On Thursday, March 28, the UNL Russian Club, Czech Komenský Club, Global Studies Program, and the Department of Modern Languages and Literatures came together to host an event that celebrates Spring traditions from around the world. The event was organized by Dr. Olha Tytarenko (Russian program), Dr. Emira Ibrahimpašić (Global Studies), and Dr. Hana Waisserova (Czech program). Tytarenko says that the goal of this event was to showcase various traditions, to encourage the study of different cultures and languages, to promote diversity, inclusion, intercultural awareness and tolerance, and celebrate spring. Students crafted paper decorations and decorated eggs according to the traditions of France, Ukraine, Russia, Czech Republic, Germany, and Japan.

Professors from different sections of the Department of Modern Languages and Literatures shared a few interesting facts about their respective cultures. Dr. Christiane Jensen says that in Germany, for Easter, it is customary to first, either hard boil or empty an egg. Then, they paint or dye the egg and hang them on an Easter egg tree. The designs usually have no meaning. However, there is a Sorbian tradition within Germany in which eggs are painted with designs that have symbolism. For example, honeycomb symbolizes Spring and diligence; sunbeams symbolize the light, the recurrence of Spring and the awakening of nature; Pine Tree Branches stand for health; Wolf’s-Tooth protects against evil and gives strength, etc.

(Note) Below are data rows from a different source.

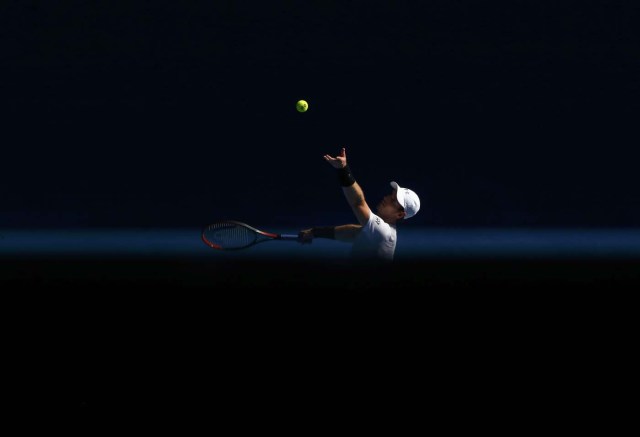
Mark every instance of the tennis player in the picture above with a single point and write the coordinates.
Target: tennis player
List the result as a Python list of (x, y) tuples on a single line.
[(374, 237)]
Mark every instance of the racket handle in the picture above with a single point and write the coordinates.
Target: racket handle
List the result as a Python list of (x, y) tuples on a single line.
[(289, 237)]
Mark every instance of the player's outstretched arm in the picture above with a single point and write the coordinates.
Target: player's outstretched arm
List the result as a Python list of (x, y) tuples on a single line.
[(350, 188), (344, 233)]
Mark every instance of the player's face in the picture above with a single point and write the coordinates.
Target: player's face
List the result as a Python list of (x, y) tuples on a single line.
[(389, 208)]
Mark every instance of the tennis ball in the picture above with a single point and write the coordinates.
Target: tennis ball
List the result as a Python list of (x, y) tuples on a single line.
[(302, 106)]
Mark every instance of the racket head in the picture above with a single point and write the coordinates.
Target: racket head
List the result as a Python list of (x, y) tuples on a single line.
[(233, 235)]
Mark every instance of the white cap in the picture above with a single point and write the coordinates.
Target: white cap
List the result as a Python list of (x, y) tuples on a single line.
[(408, 199)]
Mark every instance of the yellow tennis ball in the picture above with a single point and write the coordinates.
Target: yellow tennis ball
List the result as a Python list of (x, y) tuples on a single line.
[(302, 106)]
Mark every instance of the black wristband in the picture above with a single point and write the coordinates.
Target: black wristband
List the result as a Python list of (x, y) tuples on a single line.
[(345, 177), (324, 232)]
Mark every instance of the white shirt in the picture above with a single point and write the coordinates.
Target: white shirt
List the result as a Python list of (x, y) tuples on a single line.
[(376, 240)]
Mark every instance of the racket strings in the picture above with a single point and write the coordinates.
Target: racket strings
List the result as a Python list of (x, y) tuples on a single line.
[(229, 236)]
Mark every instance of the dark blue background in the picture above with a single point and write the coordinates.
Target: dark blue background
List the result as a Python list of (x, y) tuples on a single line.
[(178, 114)]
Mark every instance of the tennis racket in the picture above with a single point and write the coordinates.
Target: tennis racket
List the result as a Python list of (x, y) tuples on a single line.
[(235, 235)]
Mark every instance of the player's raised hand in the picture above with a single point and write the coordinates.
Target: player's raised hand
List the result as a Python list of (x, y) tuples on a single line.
[(339, 161)]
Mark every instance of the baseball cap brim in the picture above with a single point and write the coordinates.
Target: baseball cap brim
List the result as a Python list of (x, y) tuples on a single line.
[(399, 193)]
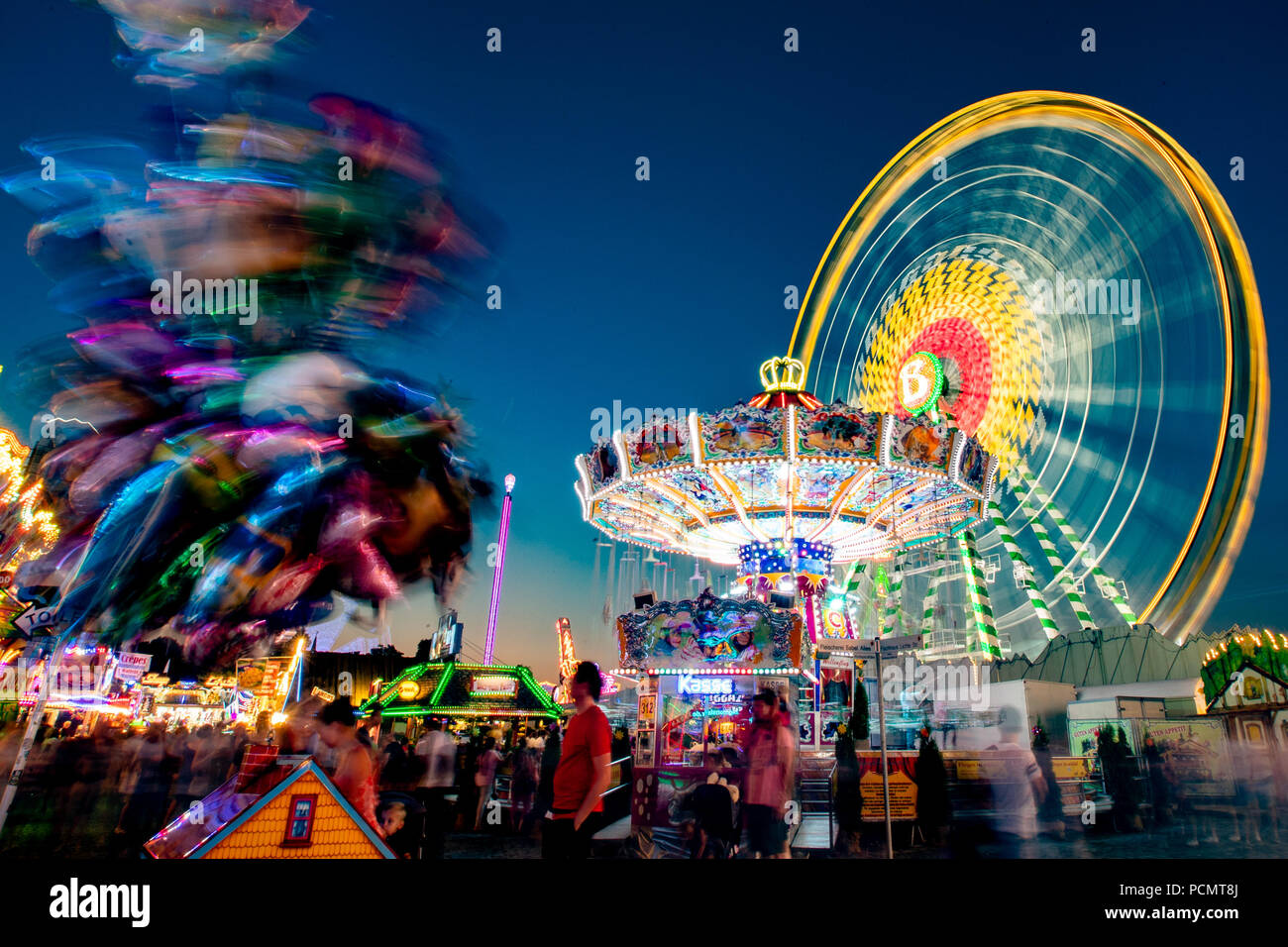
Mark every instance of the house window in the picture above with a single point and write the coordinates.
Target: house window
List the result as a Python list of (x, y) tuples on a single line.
[(299, 822)]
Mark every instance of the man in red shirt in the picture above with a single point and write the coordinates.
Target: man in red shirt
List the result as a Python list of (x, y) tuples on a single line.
[(583, 775)]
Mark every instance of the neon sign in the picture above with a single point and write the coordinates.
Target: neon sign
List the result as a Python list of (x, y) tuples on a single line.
[(921, 381), (493, 685), (712, 689)]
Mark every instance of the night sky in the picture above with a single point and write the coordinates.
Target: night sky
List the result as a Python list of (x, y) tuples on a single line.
[(670, 291)]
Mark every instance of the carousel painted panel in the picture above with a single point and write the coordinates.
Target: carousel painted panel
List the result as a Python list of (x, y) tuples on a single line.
[(837, 432), (921, 445), (742, 432)]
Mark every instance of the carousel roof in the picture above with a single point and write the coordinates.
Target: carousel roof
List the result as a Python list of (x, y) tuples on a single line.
[(786, 470)]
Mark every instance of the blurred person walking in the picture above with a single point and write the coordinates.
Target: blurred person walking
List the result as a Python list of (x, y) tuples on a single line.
[(771, 750), (484, 779), (583, 775), (438, 751), (1019, 789)]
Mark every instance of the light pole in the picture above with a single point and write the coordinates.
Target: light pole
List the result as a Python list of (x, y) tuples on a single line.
[(489, 644)]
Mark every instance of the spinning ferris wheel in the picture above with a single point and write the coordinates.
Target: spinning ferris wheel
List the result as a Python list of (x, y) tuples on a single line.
[(1091, 307)]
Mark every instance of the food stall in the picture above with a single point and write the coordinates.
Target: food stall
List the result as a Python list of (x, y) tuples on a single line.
[(697, 664), (267, 684), (465, 696)]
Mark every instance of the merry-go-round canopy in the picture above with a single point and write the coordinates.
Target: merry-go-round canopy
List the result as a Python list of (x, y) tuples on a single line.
[(784, 476)]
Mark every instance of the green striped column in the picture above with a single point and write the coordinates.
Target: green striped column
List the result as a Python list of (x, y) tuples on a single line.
[(1029, 585), (927, 620), (1080, 608), (1073, 540), (986, 643), (894, 612)]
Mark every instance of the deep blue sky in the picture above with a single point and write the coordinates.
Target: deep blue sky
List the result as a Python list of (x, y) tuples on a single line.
[(670, 291)]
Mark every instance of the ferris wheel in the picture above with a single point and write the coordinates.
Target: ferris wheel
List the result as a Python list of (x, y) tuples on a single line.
[(1090, 303)]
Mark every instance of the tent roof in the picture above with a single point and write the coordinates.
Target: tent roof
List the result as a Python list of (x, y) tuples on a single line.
[(1117, 655)]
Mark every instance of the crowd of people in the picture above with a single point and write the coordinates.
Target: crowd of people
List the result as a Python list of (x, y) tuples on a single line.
[(412, 793)]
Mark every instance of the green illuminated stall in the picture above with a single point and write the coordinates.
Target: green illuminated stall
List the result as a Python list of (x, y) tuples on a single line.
[(467, 692)]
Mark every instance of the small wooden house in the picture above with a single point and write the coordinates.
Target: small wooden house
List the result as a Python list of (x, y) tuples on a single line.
[(273, 808)]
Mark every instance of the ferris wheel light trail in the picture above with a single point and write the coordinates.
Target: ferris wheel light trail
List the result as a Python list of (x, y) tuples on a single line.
[(502, 536), (1085, 286)]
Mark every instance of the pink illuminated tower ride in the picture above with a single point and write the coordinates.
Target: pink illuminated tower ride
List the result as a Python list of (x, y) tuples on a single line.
[(489, 646)]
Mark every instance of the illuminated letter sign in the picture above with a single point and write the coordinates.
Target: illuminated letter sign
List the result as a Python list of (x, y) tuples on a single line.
[(716, 689), (493, 685), (921, 381)]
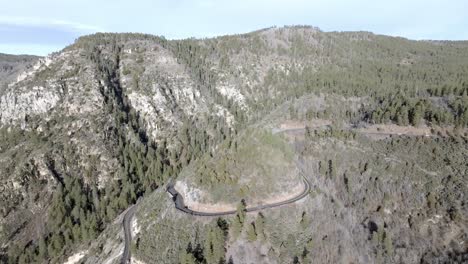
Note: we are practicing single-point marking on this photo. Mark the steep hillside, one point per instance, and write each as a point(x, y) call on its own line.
point(378, 124)
point(11, 66)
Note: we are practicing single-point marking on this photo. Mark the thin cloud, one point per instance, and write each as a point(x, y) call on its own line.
point(54, 23)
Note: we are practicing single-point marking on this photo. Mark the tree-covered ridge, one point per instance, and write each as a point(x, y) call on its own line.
point(351, 78)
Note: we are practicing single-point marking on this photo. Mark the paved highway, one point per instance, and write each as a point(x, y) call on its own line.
point(180, 205)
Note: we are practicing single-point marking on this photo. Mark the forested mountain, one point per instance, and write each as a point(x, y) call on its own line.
point(377, 124)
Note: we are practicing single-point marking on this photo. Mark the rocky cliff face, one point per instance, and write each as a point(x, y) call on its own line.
point(87, 131)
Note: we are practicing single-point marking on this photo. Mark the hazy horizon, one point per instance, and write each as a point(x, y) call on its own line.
point(60, 23)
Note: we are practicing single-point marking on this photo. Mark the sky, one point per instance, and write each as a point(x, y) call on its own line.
point(41, 27)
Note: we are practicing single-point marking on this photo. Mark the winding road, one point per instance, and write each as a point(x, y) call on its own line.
point(128, 234)
point(180, 205)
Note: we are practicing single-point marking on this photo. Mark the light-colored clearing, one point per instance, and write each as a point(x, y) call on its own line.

The tradition of painting eggs is held in Russia, Czech Republic, and Ukraine as well. Students who attended the event were able to paint foam eggs with traditional designs from these countries. Students also used threads of different color and glue to create intricate designed on fake eggs. The Japanese club decorated the tree with cherry blossoms, a common springtime sight in Japan and a symbol of natural beauty.

People decorating tree

Dr. Catherine Johnson from the French section says that in France, the practice of decorating eggs is not quite as common as crafting paper flowers or other spring-themed paper decorations. Instead of hanging them from trees, the decorations are scattered throughout the house. Students from the French section also made paper fish in reference to a common prank played on April Fool’s Day in which people will cut out paper fish, stick them on their friends’ backs, and to see how long before the friend will notice.

Students, who attended the event had a chance to get to know each other and create his or her own unique decoration for the "Multicultural Spring Tree." The tree is now located at Jackie Gaughan Multicultural Center and everyone can stop by and take a look at this beautiful multicultural piece of art.